Lo que busca el niño que me trepa por las piernas es mi pecho y su ya lánguido rezumar de leche materna. Busca alimento, no porque tenga hambre -es imposible, es medio vasco pero ya ha desayunado las veces suficientes-. Busca el sabor conocido, despertar ese otro sentido que está unido al gusto y al olfato, pero un poco más arriba, y que lo devuelve a un lugar que conoce y en el que se siente seguro.
Y como él, en estos días en los que llevamos la sospecha pegada a las suelas, la gran mayoría de nosotros hemos vuelto a la cocina. Ya no cojo el teléfono para hacer una reserva en mi restaurante favorito, ni siquiera para pedir a la empresa de food delivery de turno -tengo la bandeja de entrada llena de descuentos desorbitados- ese bol de arroz que me salva de los mediodías.
Ahora llamo a mi madre para que me explique cómo hacía aquel guiso de ternera, las patatas en salsa verde o la leche frita. O por qué el pastel de arroz siempre me queda más seco que a ella -es evidente: el tiempo, y más el del horno, se dilata con este niño exiliado de sus rutinas-.
En redes sociales hemos sustituido las fotos vanguardistas por platos que rebosan potajes, pescados al horno, bizcochos de nata. No tenemos noticias de su sabor, solo las del orgullo del cocinero -con o sin descendencia-. Conforme se extienda el encierro por coronavirus llegarán las sopas de ajo, las croquetas de lo que haya y el melocotón en almíbar. El recetario que hace unos meses se desvanecía lo devolvemos ahora a los fogones en forma de consuelo.

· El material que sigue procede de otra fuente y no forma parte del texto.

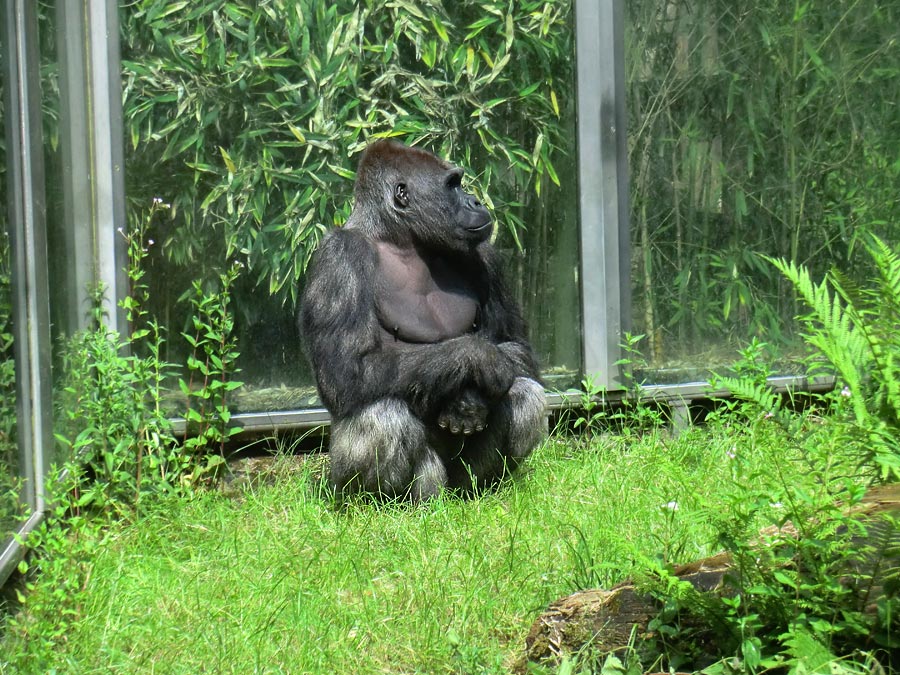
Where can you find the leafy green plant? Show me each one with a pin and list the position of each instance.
(813, 584)
(767, 168)
(854, 332)
(210, 367)
(112, 423)
(592, 410)
(246, 116)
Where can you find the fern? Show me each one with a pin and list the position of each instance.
(857, 332)
(832, 331)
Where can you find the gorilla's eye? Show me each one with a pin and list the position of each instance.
(401, 195)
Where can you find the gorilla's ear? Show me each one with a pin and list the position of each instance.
(401, 195)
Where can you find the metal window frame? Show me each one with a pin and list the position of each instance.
(92, 137)
(28, 238)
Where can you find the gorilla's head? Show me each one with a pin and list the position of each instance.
(407, 195)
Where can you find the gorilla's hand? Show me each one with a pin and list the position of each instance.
(466, 414)
(492, 369)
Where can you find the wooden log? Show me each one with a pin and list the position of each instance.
(607, 619)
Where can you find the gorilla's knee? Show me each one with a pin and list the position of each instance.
(526, 408)
(383, 450)
(517, 426)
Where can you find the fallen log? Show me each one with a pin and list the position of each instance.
(612, 619)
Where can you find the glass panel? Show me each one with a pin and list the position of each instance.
(766, 128)
(244, 123)
(10, 483)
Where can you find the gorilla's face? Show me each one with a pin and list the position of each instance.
(422, 198)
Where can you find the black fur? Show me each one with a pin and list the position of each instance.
(418, 349)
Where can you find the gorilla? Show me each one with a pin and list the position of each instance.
(418, 349)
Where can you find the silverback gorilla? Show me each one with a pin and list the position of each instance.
(419, 351)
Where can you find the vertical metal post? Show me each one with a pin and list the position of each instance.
(93, 156)
(28, 238)
(603, 185)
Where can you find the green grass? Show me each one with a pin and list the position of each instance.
(278, 580)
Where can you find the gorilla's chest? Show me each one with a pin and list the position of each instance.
(421, 301)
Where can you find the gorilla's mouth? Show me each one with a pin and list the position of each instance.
(478, 227)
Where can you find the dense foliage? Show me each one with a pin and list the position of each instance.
(761, 128)
(247, 118)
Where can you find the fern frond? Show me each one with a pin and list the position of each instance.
(833, 330)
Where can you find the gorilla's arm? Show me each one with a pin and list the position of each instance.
(501, 323)
(354, 369)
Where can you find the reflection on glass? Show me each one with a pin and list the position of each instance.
(751, 132)
(247, 124)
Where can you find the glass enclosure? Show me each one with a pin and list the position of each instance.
(246, 123)
(10, 495)
(642, 159)
(765, 129)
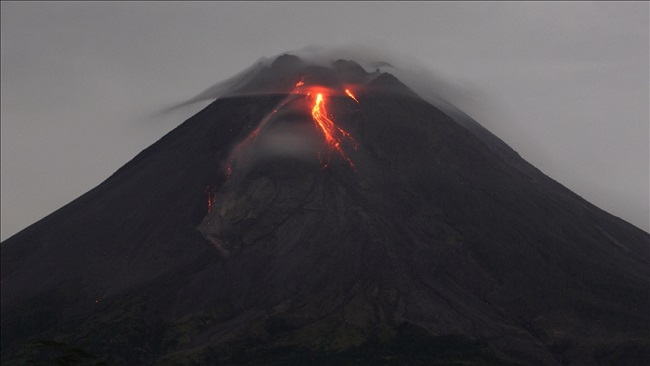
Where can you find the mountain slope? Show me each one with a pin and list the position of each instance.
(247, 236)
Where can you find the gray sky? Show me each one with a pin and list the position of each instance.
(565, 84)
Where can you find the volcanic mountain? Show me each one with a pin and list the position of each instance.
(323, 214)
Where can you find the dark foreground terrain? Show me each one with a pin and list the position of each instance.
(436, 245)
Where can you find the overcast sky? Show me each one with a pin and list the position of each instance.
(565, 84)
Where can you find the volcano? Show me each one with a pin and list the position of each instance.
(326, 215)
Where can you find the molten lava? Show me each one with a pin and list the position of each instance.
(333, 134)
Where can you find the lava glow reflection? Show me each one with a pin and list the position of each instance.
(333, 134)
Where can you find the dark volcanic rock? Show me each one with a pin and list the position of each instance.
(439, 245)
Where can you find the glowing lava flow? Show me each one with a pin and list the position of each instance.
(333, 134)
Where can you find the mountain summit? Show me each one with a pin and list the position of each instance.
(322, 214)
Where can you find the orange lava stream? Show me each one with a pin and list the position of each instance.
(332, 133)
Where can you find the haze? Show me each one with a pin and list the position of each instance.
(83, 84)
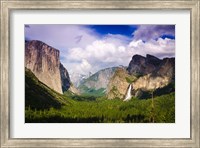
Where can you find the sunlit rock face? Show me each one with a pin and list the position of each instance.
(140, 65)
(158, 76)
(119, 83)
(44, 61)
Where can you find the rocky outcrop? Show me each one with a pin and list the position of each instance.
(65, 80)
(118, 85)
(44, 61)
(98, 80)
(140, 65)
(162, 74)
(144, 74)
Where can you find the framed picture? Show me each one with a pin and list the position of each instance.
(100, 73)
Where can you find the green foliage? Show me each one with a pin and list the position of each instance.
(103, 110)
(43, 105)
(130, 79)
(91, 91)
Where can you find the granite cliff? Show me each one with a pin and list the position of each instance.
(44, 61)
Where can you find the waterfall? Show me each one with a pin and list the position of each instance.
(128, 94)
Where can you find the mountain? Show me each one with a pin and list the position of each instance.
(38, 95)
(44, 61)
(144, 74)
(160, 74)
(97, 83)
(140, 65)
(118, 84)
(77, 78)
(65, 80)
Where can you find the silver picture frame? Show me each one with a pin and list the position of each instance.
(7, 6)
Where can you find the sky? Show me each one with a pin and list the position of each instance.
(90, 48)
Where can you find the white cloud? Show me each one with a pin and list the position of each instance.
(83, 50)
(149, 32)
(160, 48)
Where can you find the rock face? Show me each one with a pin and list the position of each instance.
(98, 81)
(118, 84)
(65, 80)
(44, 61)
(144, 74)
(160, 74)
(140, 65)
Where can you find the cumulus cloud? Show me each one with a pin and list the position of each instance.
(83, 50)
(60, 36)
(148, 32)
(160, 48)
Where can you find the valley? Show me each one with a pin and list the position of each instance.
(142, 92)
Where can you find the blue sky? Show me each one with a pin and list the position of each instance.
(89, 48)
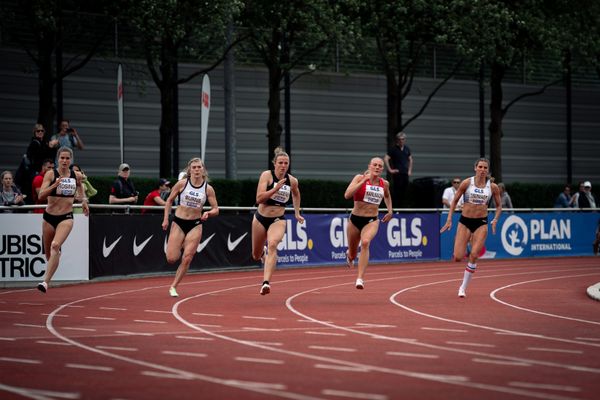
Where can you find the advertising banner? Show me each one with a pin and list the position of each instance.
(533, 235)
(22, 252)
(322, 240)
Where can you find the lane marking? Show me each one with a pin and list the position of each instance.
(20, 360)
(342, 349)
(259, 360)
(555, 350)
(404, 354)
(353, 395)
(183, 353)
(90, 367)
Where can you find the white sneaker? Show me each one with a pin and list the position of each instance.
(42, 287)
(349, 262)
(265, 289)
(263, 257)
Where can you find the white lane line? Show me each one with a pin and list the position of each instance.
(353, 395)
(555, 350)
(53, 343)
(343, 349)
(500, 362)
(76, 328)
(425, 328)
(183, 353)
(134, 333)
(146, 321)
(530, 385)
(259, 360)
(20, 360)
(325, 333)
(367, 325)
(417, 355)
(117, 348)
(251, 317)
(90, 367)
(470, 344)
(207, 315)
(341, 368)
(29, 326)
(194, 338)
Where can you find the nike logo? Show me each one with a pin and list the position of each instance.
(138, 249)
(232, 245)
(202, 245)
(107, 250)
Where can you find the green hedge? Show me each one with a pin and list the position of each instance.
(330, 194)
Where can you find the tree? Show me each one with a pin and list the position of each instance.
(404, 33)
(44, 29)
(170, 30)
(285, 34)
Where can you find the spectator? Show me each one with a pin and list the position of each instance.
(66, 137)
(36, 185)
(399, 163)
(157, 196)
(123, 191)
(586, 199)
(10, 195)
(564, 199)
(88, 190)
(449, 194)
(504, 197)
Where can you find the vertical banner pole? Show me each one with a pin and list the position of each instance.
(120, 107)
(204, 113)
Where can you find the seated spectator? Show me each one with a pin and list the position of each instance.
(449, 193)
(586, 198)
(36, 185)
(10, 194)
(89, 190)
(564, 198)
(123, 191)
(66, 137)
(157, 196)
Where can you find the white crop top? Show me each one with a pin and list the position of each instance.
(193, 197)
(478, 196)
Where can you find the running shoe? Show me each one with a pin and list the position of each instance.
(263, 257)
(42, 287)
(265, 289)
(349, 262)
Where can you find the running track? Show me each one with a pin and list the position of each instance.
(526, 330)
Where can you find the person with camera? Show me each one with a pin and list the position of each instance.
(123, 191)
(66, 137)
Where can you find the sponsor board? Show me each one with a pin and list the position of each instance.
(22, 252)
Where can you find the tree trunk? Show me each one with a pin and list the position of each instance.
(274, 128)
(496, 116)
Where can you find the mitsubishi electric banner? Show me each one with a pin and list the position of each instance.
(22, 253)
(533, 235)
(322, 240)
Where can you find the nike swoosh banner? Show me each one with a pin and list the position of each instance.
(136, 244)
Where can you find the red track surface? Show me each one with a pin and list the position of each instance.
(526, 330)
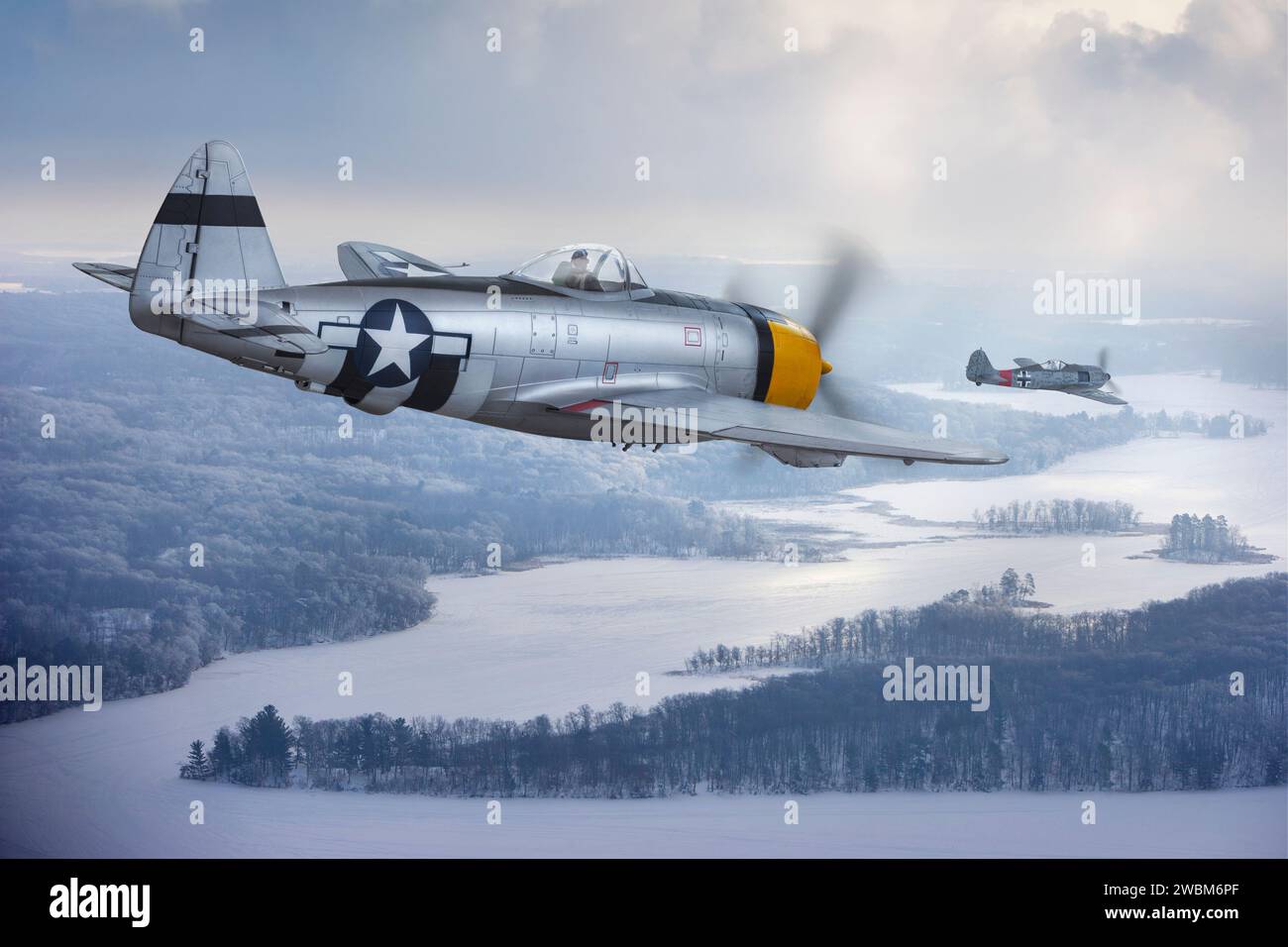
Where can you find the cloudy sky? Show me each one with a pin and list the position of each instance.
(1056, 158)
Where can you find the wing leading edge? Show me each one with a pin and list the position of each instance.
(1096, 394)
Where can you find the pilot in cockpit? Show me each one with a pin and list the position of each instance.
(576, 274)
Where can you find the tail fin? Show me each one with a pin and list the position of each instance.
(979, 368)
(209, 228)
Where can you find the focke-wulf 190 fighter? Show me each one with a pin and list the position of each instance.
(535, 351)
(1083, 380)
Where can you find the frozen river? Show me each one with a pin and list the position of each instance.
(549, 639)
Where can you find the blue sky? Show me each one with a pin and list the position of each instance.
(1115, 159)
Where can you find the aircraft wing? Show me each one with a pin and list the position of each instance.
(375, 261)
(799, 438)
(1096, 394)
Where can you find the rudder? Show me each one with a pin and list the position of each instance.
(209, 228)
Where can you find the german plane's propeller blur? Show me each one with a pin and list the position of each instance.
(539, 350)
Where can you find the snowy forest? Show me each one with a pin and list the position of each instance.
(1059, 515)
(1207, 539)
(129, 460)
(1128, 699)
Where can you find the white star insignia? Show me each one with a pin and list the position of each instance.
(395, 344)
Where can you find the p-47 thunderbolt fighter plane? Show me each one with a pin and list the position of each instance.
(1083, 380)
(537, 350)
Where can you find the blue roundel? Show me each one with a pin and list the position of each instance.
(394, 344)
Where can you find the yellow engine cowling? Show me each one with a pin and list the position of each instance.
(798, 365)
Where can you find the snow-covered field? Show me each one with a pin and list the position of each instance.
(549, 639)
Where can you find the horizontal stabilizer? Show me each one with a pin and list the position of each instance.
(120, 277)
(375, 261)
(268, 326)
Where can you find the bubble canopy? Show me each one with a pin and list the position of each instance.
(587, 266)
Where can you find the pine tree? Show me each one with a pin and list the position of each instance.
(197, 767)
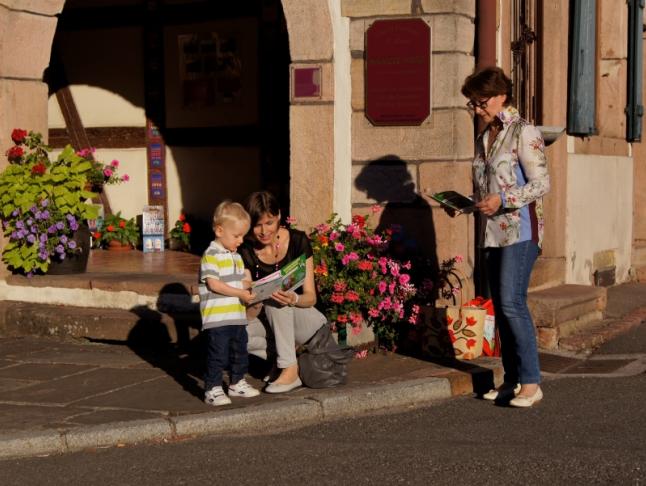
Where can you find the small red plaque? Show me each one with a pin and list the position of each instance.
(306, 82)
(398, 72)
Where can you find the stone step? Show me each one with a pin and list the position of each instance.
(640, 273)
(139, 323)
(565, 310)
(595, 335)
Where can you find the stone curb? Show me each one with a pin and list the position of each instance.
(287, 413)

Hemos hecho este viaje muchas veces, cada vez que nos sacuden los días sin esperarlo. En tiempos de inestabilidad hincamos las uñas en la tierra. Reconquistamos los platos sobre los que nos sostenemos en pie como acróbatas y que abren la fisura en la que permitimos que convivan nuestra naturaleza infantil y los adultos que se espera que seamos. En lo que dura el plato, el hilo de leche materna, desaparece la incertidumbre. El miedo al lobo tras la puerta.